Ainda assim, o risco político-institucional é real, pois a Receita Federal historicamente:
interpreta normas de forma extensiva para ampliar a base tributária;
recorre a argumentos econômicos para sustentar teses arrecadatórias;
exerce forte influência sobre julgamentos administrativos.
Assim, um veto puro e simples pode abrir espaço para interpretações equivocadas, capazes de gerar:
milhares de litígios,
insegurança para empresas e sócios,
e um contencioso bilionário, semelhante ao observado nos debates sobre JCP e ágio.
Em síntese:
A Nota Técnica do CFC está tecnicamente correta, mas o veto deve ser calibrado à luz da segurança jurídica. A ausência de transição clara pode estimular leituras distorcidas do art. 287 e inaugurar um contencioso tão desnecessário quanto perigoso.
Conclusão
A exigência de aprovação societária até 31/12/2025 é tecnicamente inviável e deve ser revista. Entretanto, o veto isolado da alínea “c”, sem fórmula substitutiva, pode ampliar, e não reduzir a insegurança jurídica, ao abrir margem para interpretações fiscais que pretendam limitar temporalmente a isenção dos lucros acumulados com base no art. 287 da Lei das S.A.

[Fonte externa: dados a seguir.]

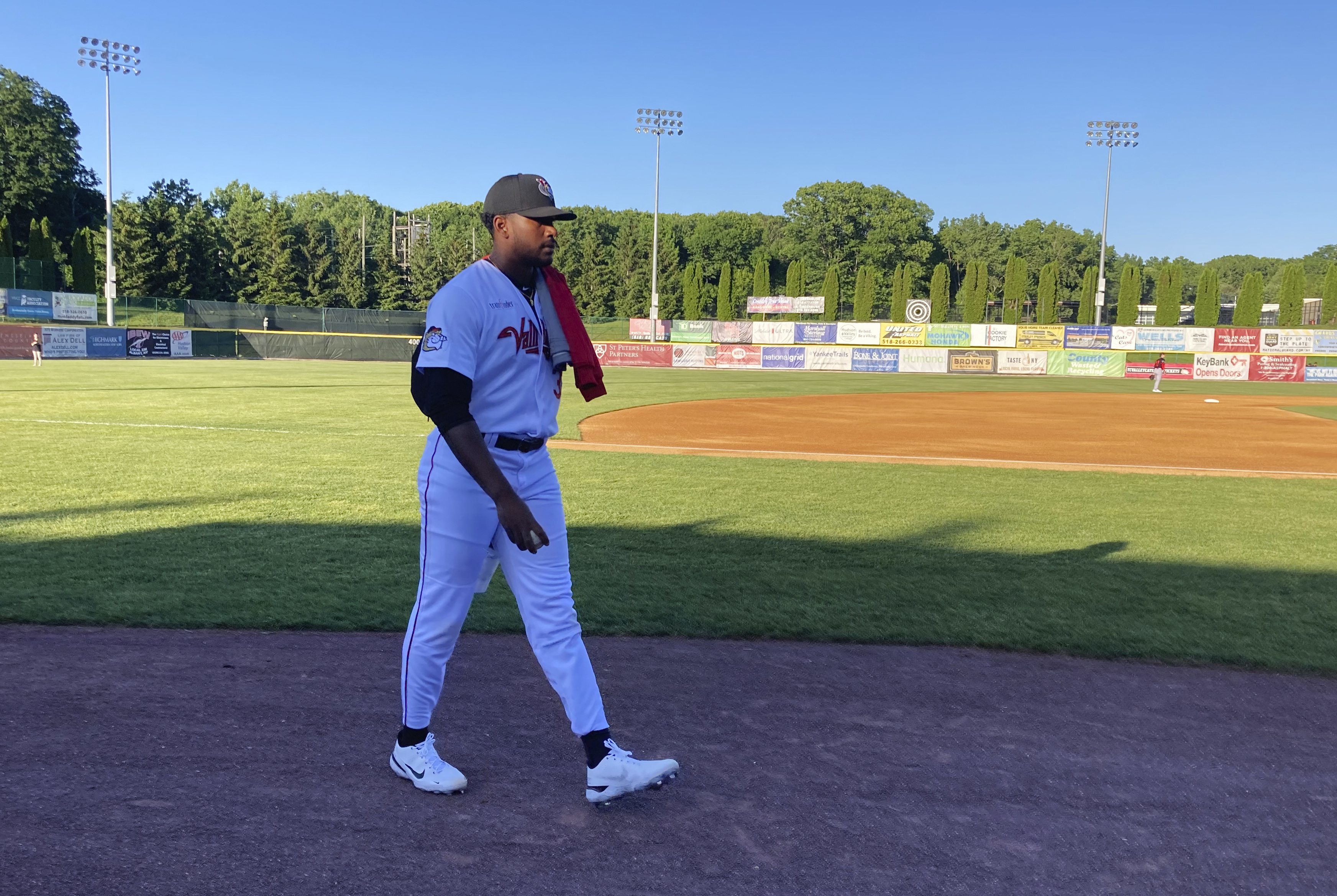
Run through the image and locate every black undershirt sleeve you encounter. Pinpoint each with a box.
[409,352,473,435]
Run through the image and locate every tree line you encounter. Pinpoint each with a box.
[0,68,1337,324]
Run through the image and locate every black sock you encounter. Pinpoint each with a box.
[580,727,612,769]
[399,727,427,746]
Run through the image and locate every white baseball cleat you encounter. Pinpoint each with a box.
[390,734,469,793]
[586,738,678,805]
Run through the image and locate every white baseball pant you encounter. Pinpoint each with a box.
[400,429,608,735]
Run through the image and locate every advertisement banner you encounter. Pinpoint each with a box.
[674,321,715,345]
[747,296,794,314]
[971,324,1016,349]
[51,293,98,321]
[850,345,901,373]
[877,324,928,345]
[1063,324,1111,349]
[1213,326,1258,353]
[804,345,854,370]
[711,321,751,345]
[1313,330,1337,354]
[1016,324,1067,352]
[997,349,1050,376]
[1305,368,1337,382]
[1045,349,1126,377]
[1110,326,1138,352]
[836,324,882,345]
[747,296,826,314]
[753,321,794,345]
[84,326,126,359]
[1193,355,1257,380]
[1183,326,1217,352]
[126,330,171,359]
[41,326,88,359]
[900,348,948,373]
[1249,355,1305,382]
[715,345,761,368]
[0,325,41,360]
[1134,326,1184,352]
[594,342,674,368]
[171,330,195,359]
[673,345,715,368]
[761,345,807,370]
[627,317,673,342]
[1123,361,1193,380]
[924,324,971,348]
[3,289,52,321]
[794,324,836,345]
[1258,330,1314,354]
[947,349,999,373]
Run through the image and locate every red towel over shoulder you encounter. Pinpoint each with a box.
[543,265,608,401]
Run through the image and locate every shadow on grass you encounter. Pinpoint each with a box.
[0,523,1337,673]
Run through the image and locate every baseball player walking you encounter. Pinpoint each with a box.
[390,174,678,804]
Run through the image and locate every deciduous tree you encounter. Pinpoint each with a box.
[0,67,102,247]
[1115,261,1142,326]
[1193,267,1221,326]
[1320,262,1337,326]
[928,262,952,324]
[1003,256,1028,324]
[1035,261,1059,324]
[1233,270,1262,326]
[1078,265,1100,324]
[854,266,873,321]
[69,227,98,293]
[715,261,735,321]
[1155,265,1183,326]
[888,262,912,321]
[822,265,840,321]
[682,262,700,321]
[1277,262,1305,326]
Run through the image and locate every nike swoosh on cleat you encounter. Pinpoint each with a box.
[394,760,427,781]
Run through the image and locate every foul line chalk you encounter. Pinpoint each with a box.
[548,439,1337,479]
[0,417,427,439]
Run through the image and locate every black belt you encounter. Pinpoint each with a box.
[496,436,547,455]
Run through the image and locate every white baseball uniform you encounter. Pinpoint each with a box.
[401,261,608,735]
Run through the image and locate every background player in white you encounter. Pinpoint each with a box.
[390,174,678,803]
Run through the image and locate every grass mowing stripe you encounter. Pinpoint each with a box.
[0,417,427,439]
[1281,404,1337,420]
[8,361,1337,674]
[556,441,1337,479]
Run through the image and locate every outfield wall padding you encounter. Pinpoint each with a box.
[184,298,427,336]
[237,330,418,361]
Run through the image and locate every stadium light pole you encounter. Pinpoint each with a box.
[637,108,682,342]
[79,38,140,326]
[1087,122,1138,324]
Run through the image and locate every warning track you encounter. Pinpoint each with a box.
[0,626,1337,896]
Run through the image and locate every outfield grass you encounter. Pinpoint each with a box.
[0,361,1337,674]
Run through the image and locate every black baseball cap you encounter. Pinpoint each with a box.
[483,174,576,221]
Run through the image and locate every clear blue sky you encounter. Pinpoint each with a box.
[0,0,1337,261]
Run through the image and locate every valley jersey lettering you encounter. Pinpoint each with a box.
[400,259,608,735]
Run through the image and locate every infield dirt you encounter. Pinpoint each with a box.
[564,392,1337,477]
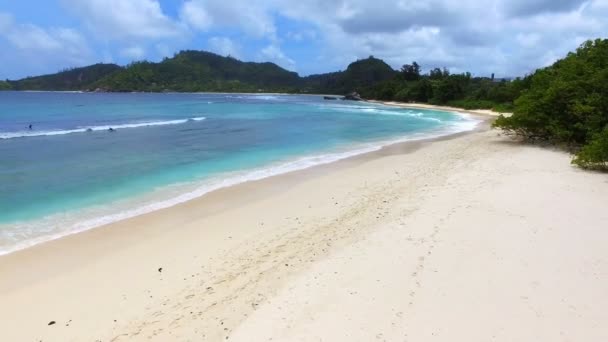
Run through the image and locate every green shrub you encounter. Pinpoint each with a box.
[572,127,608,170]
[494,39,608,168]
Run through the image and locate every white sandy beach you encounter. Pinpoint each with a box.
[0,111,608,342]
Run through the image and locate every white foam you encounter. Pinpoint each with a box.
[0,116,205,139]
[0,113,481,255]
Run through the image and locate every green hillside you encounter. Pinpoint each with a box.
[93,51,300,92]
[9,64,122,90]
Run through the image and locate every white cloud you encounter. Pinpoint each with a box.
[63,0,182,41]
[180,0,277,39]
[0,12,95,77]
[259,45,296,71]
[208,37,241,58]
[0,12,13,34]
[0,14,92,64]
[120,46,146,61]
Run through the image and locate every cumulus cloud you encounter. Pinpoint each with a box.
[259,45,296,70]
[0,12,94,75]
[0,0,608,76]
[180,0,276,39]
[207,37,241,58]
[63,0,182,40]
[503,0,588,17]
[120,46,146,60]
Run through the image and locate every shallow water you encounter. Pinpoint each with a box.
[0,92,475,254]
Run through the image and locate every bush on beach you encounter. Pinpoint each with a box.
[494,39,608,169]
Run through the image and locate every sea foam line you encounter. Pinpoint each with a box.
[0,116,206,139]
[0,113,481,255]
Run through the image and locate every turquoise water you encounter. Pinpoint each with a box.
[0,92,474,254]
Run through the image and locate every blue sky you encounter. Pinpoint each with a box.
[0,0,608,79]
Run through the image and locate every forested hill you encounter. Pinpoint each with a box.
[93,51,300,92]
[303,56,397,94]
[0,51,397,94]
[8,64,122,90]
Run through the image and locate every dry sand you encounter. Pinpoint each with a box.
[0,111,608,342]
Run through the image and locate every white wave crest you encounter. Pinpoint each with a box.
[0,113,481,255]
[0,116,206,139]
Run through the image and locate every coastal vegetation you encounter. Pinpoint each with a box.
[0,81,12,90]
[494,39,608,170]
[0,39,608,169]
[9,63,122,91]
[90,51,300,92]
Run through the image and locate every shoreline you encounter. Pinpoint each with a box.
[0,102,490,258]
[0,118,608,342]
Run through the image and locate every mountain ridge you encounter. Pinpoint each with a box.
[0,50,397,94]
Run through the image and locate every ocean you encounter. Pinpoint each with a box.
[0,92,477,255]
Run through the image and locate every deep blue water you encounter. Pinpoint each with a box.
[0,92,472,254]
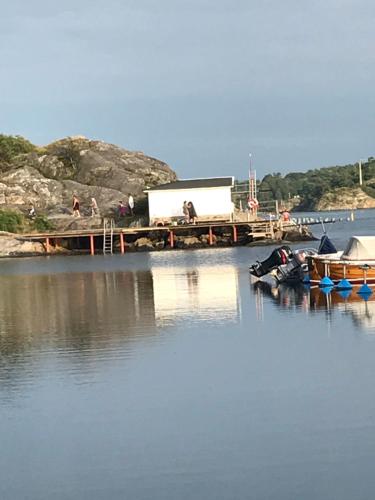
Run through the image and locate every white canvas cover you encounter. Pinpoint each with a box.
[341,236,375,260]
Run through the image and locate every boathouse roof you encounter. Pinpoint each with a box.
[146,177,234,192]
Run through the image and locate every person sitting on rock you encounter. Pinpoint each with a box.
[73,194,81,217]
[182,201,190,224]
[27,203,36,219]
[128,194,134,215]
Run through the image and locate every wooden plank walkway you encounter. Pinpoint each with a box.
[20,220,334,255]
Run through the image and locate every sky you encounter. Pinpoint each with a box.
[0,0,375,179]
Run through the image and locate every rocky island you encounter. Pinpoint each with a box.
[0,136,177,218]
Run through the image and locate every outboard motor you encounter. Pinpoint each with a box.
[249,245,293,278]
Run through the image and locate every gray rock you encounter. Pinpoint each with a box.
[0,136,177,216]
[0,233,45,257]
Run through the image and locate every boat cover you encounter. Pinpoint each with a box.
[341,236,375,260]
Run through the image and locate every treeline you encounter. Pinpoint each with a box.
[258,157,375,210]
[0,134,37,163]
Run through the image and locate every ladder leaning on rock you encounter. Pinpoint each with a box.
[103,217,114,255]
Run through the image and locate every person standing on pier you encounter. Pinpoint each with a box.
[73,194,81,217]
[182,201,190,224]
[117,200,126,217]
[90,198,99,217]
[128,194,134,215]
[187,201,198,224]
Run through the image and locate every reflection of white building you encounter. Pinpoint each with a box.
[152,266,240,324]
[145,177,234,225]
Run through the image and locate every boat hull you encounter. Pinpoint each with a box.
[308,256,375,285]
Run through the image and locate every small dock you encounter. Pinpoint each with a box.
[22,219,335,255]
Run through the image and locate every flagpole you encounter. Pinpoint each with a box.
[249,153,253,199]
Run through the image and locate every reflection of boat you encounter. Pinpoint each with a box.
[249,234,337,283]
[249,235,375,286]
[307,236,375,284]
[253,281,375,333]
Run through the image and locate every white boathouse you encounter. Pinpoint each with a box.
[145,177,234,225]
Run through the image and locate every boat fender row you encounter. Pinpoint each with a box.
[302,275,372,295]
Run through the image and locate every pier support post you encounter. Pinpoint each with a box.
[90,234,95,255]
[233,226,237,243]
[208,226,212,245]
[120,233,125,254]
[169,229,174,248]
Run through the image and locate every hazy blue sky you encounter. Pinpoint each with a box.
[0,0,375,178]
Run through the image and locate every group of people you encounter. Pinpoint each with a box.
[182,201,198,224]
[72,194,134,217]
[117,194,134,217]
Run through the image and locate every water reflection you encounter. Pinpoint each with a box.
[152,265,240,325]
[252,281,375,334]
[0,266,240,396]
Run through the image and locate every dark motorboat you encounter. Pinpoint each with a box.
[249,234,336,283]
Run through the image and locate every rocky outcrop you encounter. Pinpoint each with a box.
[316,188,375,210]
[0,232,45,257]
[0,136,176,215]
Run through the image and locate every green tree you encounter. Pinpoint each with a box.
[0,134,36,163]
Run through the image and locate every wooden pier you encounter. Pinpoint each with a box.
[22,220,334,255]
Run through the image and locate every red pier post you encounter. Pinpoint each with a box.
[90,234,95,255]
[120,233,125,254]
[169,229,174,248]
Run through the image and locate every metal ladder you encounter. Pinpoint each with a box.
[103,218,113,255]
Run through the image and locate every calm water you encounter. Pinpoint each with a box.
[0,211,375,500]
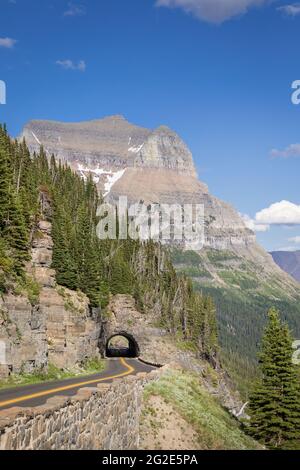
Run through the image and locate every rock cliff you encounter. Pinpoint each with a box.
[0,221,100,377]
[20,116,258,252]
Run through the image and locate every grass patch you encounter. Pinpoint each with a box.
[145,370,261,450]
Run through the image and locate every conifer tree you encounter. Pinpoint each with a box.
[249,309,300,449]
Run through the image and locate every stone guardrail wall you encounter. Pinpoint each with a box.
[0,366,167,450]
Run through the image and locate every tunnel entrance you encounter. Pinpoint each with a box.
[105,331,140,357]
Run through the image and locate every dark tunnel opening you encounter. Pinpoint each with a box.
[105,331,140,357]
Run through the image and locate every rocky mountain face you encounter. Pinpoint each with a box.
[271,251,300,282]
[0,221,101,379]
[21,116,300,384]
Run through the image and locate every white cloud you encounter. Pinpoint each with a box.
[241,214,270,232]
[64,2,86,16]
[271,144,300,158]
[156,0,274,23]
[277,3,300,16]
[288,236,300,245]
[56,59,86,72]
[255,201,300,225]
[0,38,17,49]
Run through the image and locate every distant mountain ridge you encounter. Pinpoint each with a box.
[20,116,255,249]
[271,250,300,282]
[21,116,300,386]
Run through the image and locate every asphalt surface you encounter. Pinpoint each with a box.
[0,358,155,411]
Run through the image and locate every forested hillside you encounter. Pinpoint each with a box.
[0,127,217,362]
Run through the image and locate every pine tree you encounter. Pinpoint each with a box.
[249,309,300,449]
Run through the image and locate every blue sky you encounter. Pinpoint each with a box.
[0,0,300,250]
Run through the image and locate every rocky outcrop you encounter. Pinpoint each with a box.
[271,251,300,282]
[0,221,101,377]
[0,368,165,450]
[21,116,258,252]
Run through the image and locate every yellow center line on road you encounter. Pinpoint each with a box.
[0,357,134,409]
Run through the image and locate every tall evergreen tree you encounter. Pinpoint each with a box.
[249,309,300,449]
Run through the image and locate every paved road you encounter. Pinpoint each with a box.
[0,358,154,411]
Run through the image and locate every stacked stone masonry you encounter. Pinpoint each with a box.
[0,366,167,450]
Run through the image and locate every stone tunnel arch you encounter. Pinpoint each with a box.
[105,331,140,357]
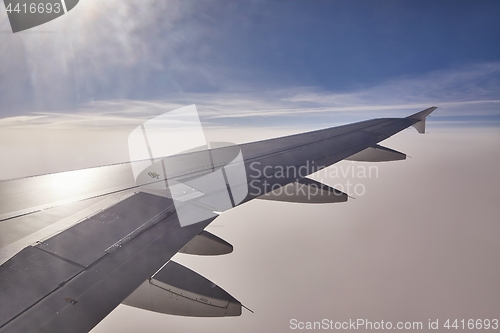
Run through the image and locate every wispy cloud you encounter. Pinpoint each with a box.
[0,63,500,128]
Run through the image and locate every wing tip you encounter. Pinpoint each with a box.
[406,106,437,134]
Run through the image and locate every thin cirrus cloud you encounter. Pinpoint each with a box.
[0,62,500,128]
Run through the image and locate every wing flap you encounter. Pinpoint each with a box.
[346,145,406,162]
[179,230,233,256]
[123,261,241,317]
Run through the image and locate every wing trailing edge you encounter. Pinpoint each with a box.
[346,145,406,162]
[179,230,233,256]
[123,261,241,317]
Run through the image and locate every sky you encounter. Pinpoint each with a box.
[0,0,500,332]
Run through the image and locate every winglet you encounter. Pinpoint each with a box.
[406,106,437,133]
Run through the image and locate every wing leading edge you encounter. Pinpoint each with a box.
[0,107,435,333]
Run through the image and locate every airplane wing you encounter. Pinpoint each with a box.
[0,107,436,332]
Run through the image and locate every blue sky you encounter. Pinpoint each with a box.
[0,0,500,124]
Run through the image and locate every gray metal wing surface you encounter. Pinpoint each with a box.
[0,107,435,332]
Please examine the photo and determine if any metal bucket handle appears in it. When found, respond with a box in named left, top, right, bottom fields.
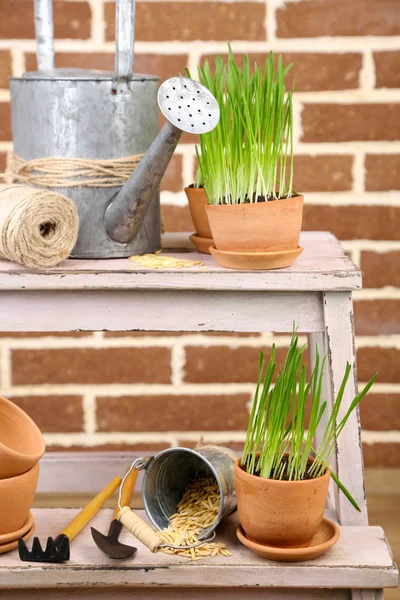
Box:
left=35, top=0, right=135, bottom=93
left=117, top=456, right=216, bottom=553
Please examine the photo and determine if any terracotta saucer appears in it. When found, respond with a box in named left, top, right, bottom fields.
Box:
left=189, top=233, right=214, bottom=254
left=0, top=522, right=35, bottom=554
left=0, top=512, right=33, bottom=546
left=210, top=246, right=303, bottom=271
left=236, top=519, right=340, bottom=562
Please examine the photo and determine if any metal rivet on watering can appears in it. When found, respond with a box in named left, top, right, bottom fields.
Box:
left=141, top=446, right=237, bottom=540
left=106, top=77, right=219, bottom=244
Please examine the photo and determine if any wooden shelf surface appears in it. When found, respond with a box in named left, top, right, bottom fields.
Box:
left=0, top=509, right=397, bottom=597
left=0, top=232, right=361, bottom=292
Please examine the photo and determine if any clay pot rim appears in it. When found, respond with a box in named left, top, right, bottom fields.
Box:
left=206, top=196, right=304, bottom=210
left=0, top=396, right=46, bottom=464
left=183, top=183, right=205, bottom=192
left=234, top=453, right=331, bottom=485
left=0, top=462, right=39, bottom=492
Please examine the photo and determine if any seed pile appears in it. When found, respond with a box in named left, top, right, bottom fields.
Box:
left=159, top=477, right=231, bottom=560
left=129, top=253, right=204, bottom=269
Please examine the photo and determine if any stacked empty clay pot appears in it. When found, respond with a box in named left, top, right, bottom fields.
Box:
left=0, top=397, right=45, bottom=554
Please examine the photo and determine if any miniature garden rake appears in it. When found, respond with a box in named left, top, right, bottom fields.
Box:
left=18, top=477, right=122, bottom=563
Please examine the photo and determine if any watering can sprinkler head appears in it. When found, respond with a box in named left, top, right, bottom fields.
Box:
left=158, top=77, right=219, bottom=133
left=105, top=77, right=220, bottom=244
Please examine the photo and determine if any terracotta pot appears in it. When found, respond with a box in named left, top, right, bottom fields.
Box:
left=206, top=196, right=304, bottom=252
left=234, top=459, right=331, bottom=548
left=0, top=464, right=39, bottom=535
left=0, top=396, right=46, bottom=479
left=185, top=187, right=212, bottom=239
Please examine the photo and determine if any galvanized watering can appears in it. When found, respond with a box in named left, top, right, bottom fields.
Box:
left=117, top=446, right=238, bottom=552
left=10, top=0, right=219, bottom=258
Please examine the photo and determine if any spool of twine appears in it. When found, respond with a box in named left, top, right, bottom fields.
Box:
left=0, top=184, right=79, bottom=269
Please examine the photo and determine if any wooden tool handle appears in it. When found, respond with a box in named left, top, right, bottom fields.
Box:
left=61, top=477, right=122, bottom=542
left=117, top=506, right=162, bottom=552
left=113, top=469, right=138, bottom=519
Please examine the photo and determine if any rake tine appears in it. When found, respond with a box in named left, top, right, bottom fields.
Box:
left=54, top=533, right=70, bottom=560
left=31, top=537, right=43, bottom=558
left=18, top=538, right=30, bottom=560
left=44, top=537, right=54, bottom=556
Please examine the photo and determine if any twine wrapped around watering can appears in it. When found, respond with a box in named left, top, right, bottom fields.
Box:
left=0, top=184, right=79, bottom=269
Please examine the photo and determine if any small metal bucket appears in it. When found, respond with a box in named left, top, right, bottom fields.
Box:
left=139, top=446, right=237, bottom=540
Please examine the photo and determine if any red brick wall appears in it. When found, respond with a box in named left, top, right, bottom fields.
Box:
left=0, top=0, right=400, bottom=466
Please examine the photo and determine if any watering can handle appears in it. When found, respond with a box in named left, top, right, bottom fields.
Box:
left=112, top=0, right=135, bottom=94
left=35, top=0, right=54, bottom=73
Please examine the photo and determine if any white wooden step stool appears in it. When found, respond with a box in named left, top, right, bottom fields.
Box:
left=0, top=232, right=398, bottom=600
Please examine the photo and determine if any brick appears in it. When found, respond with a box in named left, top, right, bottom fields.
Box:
left=12, top=348, right=171, bottom=385
left=0, top=0, right=91, bottom=39
left=0, top=51, right=12, bottom=89
left=161, top=154, right=183, bottom=192
left=25, top=52, right=188, bottom=80
left=0, top=152, right=7, bottom=173
left=360, top=393, right=400, bottom=431
left=96, top=394, right=250, bottom=432
left=361, top=250, right=400, bottom=288
left=303, top=202, right=400, bottom=240
left=46, top=442, right=171, bottom=456
left=276, top=0, right=400, bottom=38
left=184, top=346, right=307, bottom=383
left=0, top=102, right=12, bottom=142
left=365, top=154, right=400, bottom=192
left=200, top=52, right=362, bottom=92
left=293, top=155, right=353, bottom=192
left=302, top=104, right=400, bottom=142
left=354, top=300, right=400, bottom=335
left=363, top=442, right=400, bottom=468
left=357, top=347, right=400, bottom=383
left=105, top=2, right=265, bottom=42
left=373, top=50, right=400, bottom=88
left=161, top=204, right=194, bottom=232
left=9, top=396, right=84, bottom=433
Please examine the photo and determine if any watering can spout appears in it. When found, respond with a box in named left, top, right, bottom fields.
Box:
left=105, top=77, right=219, bottom=244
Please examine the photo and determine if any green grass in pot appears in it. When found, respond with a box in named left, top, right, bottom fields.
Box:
left=240, top=333, right=377, bottom=510
left=187, top=45, right=293, bottom=204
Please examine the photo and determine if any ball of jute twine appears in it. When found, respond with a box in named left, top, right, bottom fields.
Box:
left=0, top=184, right=79, bottom=269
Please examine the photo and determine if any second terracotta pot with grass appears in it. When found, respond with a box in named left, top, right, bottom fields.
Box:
left=206, top=196, right=304, bottom=252
left=185, top=186, right=214, bottom=254
left=234, top=459, right=330, bottom=548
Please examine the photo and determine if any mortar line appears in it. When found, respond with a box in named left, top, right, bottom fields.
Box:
left=0, top=344, right=12, bottom=389
left=10, top=46, right=26, bottom=77
left=351, top=149, right=365, bottom=195
left=161, top=191, right=400, bottom=208
left=0, top=381, right=400, bottom=398
left=88, top=0, right=106, bottom=45
left=265, top=0, right=276, bottom=44
left=353, top=288, right=400, bottom=302
left=182, top=146, right=195, bottom=186
left=0, top=328, right=400, bottom=352
left=176, top=140, right=400, bottom=156
left=82, top=393, right=97, bottom=437
left=360, top=49, right=375, bottom=90
left=0, top=37, right=400, bottom=54
left=41, top=429, right=400, bottom=448
left=171, top=342, right=186, bottom=387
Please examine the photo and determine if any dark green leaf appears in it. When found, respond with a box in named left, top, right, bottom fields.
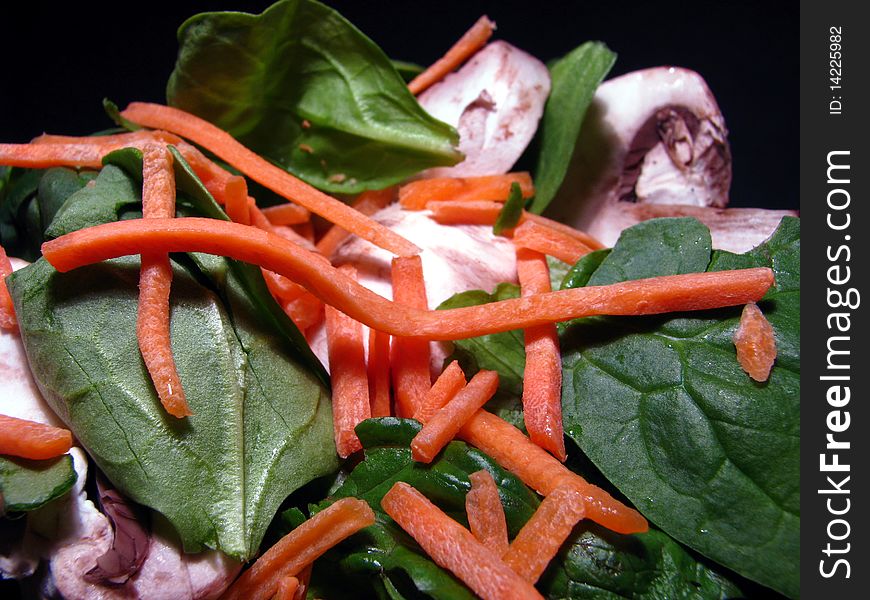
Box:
left=562, top=219, right=800, bottom=596
left=316, top=418, right=739, bottom=600
left=167, top=0, right=462, bottom=193
left=529, top=42, right=616, bottom=214
left=0, top=454, right=76, bottom=513
left=492, top=182, right=526, bottom=235
left=10, top=255, right=337, bottom=559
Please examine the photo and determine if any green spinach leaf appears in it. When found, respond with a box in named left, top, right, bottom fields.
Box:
left=562, top=219, right=800, bottom=596
left=10, top=257, right=337, bottom=559
left=167, top=0, right=462, bottom=193
left=529, top=42, right=616, bottom=214
left=0, top=454, right=76, bottom=513
left=315, top=418, right=739, bottom=599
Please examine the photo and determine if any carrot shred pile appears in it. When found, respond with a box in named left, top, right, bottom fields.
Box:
left=221, top=498, right=375, bottom=600
left=408, top=15, right=495, bottom=96
left=399, top=171, right=535, bottom=210
left=0, top=414, right=72, bottom=460
left=513, top=220, right=592, bottom=265
left=121, top=102, right=420, bottom=256
left=465, top=470, right=509, bottom=557
left=381, top=481, right=543, bottom=600
left=326, top=265, right=372, bottom=458
left=390, top=255, right=432, bottom=417
left=503, top=485, right=586, bottom=583
left=136, top=143, right=193, bottom=418
left=411, top=371, right=498, bottom=463
left=0, top=241, right=18, bottom=331
left=514, top=247, right=567, bottom=462
left=734, top=302, right=776, bottom=382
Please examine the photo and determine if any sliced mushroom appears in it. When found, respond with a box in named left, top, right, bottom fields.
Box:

Ao corrigir a impropriedade técnica, o legislador não pode criar um vácuo que permita à Receita Federal sustentar, ainda que erroneamente, que a isenção dos dividendos acumulados se encerra em 2025.
A solução adequada exige uma regra de transição clara, que:
preserve a isenção pela data de apuração,
evite interpretações oportunistas,
e garanta segurança jurídica aos contribuintes.